A sip of the perfect wine, the unsung hero of the yakisoba experience.
  • Can I Prepare Yakisoba with Other Types of Noodles? Indeed, while traditional Yakisoba noodles are a classic choice, feel free to innovate with ramen or udon noodles. Each brings a distinct texture and character, adding a unique twist to the dish.
  • How to Store Leftover Yakisoba? Cool the leftover Yakisoba to room temperature, then transfer it to an airtight container. It can be stored in the refrigerator for up to 3-4 days. Reheat on a stovetop with a little oil for the best flavor and texture revitalization.
  • Can I Add Different Proteins? Absolutely. Yakisoba is versatile. Feel free to experiment with shrimp, pork, or even go vegetarian with tofu or tempeh. Each protein adds its unique flair, making the dish wonderfully adaptable.
  • Is Yakisoba Spicy? Traditionally, it’s not very spicy. However, feel free to add some heat with a dash of chili oil or some sliced fresh chilies to cater to your taste buds.
  • Can I Make it Gluten-Free? Yes, substitute the regular soy sauce with tamari or gluten-free soy sauce, and ensure your noodles are gluten-free. Always check the labels on each ingredient to ensure they meet your dietary requirements.


In conclusion, yakisoba holds a special place in my heart and on my dinner table. Its balance of flavors and textures, as well as the memories it evokes, make it a dish I never tire of cooking. I find making yakisoba to be a soothing, rewarding process after long days working at my restaurant. And that first bite of glistening noodles and crisp-tender vegetables always transports me back to my early days as a chef in Japan.

I hope my passion for this classic stir-fry will inspire you to give yakisoba a try soon. Play around with ingredients to make it your own, but don’t overlook the importance of properly seasoning the noodles and letting them soak up that sweet and salty sauce. Once you master the technique, I have no doubt you’ll be as hooked as I am. Just be ready for the noodles to disappear quickly whenever you serve them up!
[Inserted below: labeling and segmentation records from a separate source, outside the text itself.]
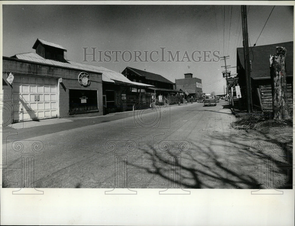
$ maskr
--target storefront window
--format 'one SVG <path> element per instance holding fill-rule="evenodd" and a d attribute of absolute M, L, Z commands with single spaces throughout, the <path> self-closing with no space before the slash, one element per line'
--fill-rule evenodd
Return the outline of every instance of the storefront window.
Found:
<path fill-rule="evenodd" d="M 97 110 L 96 90 L 69 90 L 70 112 Z"/>

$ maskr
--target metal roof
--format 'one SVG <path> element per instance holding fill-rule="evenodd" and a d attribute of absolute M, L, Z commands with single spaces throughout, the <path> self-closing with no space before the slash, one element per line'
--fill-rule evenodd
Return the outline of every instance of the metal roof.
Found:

I'm James F Anderson, a noted sous chef from London and a Le Cordon Bleu alumnus. My career began in a Michelin-starred Parisian eatery, where my blend of classic and contemporary cooking, using seasonal ingredients, earned accolades. Recognized in culinary publications and on cooking shows, I’m committed to mentoring aspiring chefs and delivering memorable dining experiences, marking me as a standout talent in the culinary world.